Dominant-negative constructs of human 6-phosphofructo-2-kinase/fructose-2,6-bisphosphatase-3 and -4: effect on the expression of endogenous 6-phosphofructo-2-kinase/fructose-2,6-bisphosphatase mRNA

摘要

Expression of 6-phosphofructo-2-kinase/fructose-2,6-bisphosphatase (PFKFB), a key regulatory enzyme of glycolysis, is significantly increased in different malignant tumors provides a potential mechanism of enhanced glycolysis and cancer cell proliferation. We created dominant-negative constructs of 6-phosphofructo-2-kinase/fructose-2,6-bisphosphatase-3 and -4 (dnPFKFB-3 and dnPFKFB-4) cDNA for suppression of strongly enhanced expression endogenous PFKFB-3 and PFKFB-4. We introduce point mutation in ATP-binding domain of 6-phosphofructo-2-kinase part of PFKFB-3 as well as PFKFB-4 cDNA for suppression of 6-phosphofructo-2-kinase activity in the products of dnPFKFB-3 and dnPFKFB-4 expression.

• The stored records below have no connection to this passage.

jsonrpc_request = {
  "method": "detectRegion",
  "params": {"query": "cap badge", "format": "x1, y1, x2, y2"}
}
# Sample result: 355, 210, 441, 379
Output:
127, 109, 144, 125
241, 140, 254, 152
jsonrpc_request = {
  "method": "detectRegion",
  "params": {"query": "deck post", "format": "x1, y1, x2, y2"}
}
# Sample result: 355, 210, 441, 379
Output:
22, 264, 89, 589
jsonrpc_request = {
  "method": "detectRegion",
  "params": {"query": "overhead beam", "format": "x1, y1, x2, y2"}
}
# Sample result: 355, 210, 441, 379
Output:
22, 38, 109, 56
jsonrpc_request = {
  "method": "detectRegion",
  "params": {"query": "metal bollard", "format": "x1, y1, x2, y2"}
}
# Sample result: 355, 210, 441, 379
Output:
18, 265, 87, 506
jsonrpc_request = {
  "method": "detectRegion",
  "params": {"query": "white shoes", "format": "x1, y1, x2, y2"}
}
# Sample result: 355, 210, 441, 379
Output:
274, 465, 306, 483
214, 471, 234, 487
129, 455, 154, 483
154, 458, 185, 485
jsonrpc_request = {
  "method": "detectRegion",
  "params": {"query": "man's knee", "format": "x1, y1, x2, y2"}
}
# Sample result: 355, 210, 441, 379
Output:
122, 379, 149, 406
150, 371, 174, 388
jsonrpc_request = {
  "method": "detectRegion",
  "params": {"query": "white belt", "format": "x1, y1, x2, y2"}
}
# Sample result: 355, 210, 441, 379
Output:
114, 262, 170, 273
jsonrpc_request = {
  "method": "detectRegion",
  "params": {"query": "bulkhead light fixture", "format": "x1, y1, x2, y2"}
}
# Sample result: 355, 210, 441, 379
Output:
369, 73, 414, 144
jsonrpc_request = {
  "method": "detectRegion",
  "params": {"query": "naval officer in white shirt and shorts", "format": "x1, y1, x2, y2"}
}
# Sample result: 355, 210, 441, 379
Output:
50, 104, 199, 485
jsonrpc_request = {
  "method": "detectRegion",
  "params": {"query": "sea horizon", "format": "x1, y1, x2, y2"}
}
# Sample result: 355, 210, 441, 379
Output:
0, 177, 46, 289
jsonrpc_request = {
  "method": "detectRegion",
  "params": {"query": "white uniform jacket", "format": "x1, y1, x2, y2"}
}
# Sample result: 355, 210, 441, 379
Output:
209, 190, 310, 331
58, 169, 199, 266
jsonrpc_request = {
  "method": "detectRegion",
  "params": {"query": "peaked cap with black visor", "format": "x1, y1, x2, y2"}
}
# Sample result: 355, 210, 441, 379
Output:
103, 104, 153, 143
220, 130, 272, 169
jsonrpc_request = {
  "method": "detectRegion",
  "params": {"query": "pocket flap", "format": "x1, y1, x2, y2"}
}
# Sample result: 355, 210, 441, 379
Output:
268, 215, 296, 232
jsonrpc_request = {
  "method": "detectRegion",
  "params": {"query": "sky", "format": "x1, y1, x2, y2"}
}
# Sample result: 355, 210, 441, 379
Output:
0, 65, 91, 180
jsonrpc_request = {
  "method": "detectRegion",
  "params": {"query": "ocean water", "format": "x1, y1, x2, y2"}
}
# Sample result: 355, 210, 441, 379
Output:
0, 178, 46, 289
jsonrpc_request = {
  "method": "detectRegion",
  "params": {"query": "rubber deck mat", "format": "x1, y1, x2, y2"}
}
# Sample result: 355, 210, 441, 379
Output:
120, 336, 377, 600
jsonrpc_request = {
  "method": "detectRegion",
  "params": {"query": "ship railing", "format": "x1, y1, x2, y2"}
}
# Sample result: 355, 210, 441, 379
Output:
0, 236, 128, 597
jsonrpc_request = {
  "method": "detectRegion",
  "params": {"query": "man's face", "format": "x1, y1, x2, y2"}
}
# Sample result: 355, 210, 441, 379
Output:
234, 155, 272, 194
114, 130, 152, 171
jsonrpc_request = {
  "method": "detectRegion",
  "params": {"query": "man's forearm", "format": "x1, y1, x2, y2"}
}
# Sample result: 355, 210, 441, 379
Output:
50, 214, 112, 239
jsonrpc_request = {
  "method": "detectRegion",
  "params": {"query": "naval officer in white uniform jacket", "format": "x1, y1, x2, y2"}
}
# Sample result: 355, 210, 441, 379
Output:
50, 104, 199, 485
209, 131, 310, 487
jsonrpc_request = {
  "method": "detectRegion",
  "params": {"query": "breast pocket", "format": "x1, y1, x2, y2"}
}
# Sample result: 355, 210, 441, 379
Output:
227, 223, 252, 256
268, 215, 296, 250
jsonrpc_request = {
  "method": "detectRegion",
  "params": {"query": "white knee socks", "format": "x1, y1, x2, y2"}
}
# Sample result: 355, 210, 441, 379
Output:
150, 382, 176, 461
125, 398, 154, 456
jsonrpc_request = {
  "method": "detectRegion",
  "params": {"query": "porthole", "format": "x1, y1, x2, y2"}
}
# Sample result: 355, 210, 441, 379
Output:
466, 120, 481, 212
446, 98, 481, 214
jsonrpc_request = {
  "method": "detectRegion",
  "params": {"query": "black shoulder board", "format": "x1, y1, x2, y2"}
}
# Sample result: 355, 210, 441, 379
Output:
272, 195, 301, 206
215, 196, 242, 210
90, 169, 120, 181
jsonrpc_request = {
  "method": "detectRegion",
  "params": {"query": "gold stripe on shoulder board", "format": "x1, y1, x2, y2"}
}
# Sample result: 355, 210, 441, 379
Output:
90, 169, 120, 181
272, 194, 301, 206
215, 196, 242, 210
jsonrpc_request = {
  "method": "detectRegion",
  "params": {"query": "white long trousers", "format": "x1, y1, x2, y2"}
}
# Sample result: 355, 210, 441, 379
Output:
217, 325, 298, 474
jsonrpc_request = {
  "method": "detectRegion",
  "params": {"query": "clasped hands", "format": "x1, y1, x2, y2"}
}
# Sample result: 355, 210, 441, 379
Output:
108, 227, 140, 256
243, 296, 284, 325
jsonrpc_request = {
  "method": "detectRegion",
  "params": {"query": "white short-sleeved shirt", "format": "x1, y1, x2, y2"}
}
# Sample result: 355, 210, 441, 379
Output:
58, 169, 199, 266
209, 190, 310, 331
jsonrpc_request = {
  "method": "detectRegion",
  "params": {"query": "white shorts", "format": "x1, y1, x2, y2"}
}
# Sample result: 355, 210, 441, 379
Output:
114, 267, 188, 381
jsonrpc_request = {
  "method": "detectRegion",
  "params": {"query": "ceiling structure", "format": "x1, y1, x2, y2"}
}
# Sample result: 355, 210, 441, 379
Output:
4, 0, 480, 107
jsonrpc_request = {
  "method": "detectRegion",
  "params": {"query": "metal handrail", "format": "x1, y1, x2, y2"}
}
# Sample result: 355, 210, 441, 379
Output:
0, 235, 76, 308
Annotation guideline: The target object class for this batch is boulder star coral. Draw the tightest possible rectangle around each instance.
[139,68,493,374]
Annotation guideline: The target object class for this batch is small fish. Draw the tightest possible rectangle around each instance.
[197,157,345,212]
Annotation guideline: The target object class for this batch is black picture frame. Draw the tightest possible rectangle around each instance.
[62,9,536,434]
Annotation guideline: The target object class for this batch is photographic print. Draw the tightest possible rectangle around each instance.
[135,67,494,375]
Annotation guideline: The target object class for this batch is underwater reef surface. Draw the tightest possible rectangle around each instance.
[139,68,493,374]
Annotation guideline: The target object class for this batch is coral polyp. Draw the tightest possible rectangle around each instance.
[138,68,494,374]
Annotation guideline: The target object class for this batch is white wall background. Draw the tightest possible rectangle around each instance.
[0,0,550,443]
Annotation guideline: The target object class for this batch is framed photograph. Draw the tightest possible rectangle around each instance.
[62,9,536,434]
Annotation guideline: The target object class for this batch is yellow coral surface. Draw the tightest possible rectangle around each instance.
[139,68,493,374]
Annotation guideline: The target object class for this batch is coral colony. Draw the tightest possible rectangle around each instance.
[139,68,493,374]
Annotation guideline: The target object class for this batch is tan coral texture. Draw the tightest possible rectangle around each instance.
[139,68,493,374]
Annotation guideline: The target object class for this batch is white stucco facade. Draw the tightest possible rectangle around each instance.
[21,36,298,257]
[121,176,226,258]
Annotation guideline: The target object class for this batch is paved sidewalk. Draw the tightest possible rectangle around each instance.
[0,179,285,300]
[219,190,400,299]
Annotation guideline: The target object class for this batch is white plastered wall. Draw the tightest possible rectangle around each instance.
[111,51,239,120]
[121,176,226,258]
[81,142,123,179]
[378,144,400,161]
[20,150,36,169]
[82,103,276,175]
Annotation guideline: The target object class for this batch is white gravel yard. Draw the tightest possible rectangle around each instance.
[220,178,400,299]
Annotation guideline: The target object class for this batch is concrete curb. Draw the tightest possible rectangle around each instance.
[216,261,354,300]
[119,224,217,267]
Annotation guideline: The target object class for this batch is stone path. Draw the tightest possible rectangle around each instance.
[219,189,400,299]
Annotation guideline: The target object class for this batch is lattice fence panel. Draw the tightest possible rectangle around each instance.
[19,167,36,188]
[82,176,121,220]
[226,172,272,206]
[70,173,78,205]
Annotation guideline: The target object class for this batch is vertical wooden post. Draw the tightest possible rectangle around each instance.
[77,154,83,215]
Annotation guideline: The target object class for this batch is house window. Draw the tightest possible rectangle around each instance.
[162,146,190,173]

Cancer cells were stable transfected with these dominant-negative constructs for suppression of endogenous PFKFB-3 and PFKFB-4 expression and cell proliferation. We have shown that PFKFB-3 expression in pancreatic cancer cell line Panc1, stable transfected by dnPFKFB-3, was significantly reduced in normal as well as in hypoxic conditions. Pancreatic cancer cells proliferation, stable transfected by dnPFKFB-3 or dnPFKFB-4, was also reduced. Results of this investigation demonstrate possibility to apply the dominant-negative constructs of PFKFB-3 and PFKFB-4 for suppression of glycolysis and tumor cells proliferation via reduction of endogenous PFKFB expression.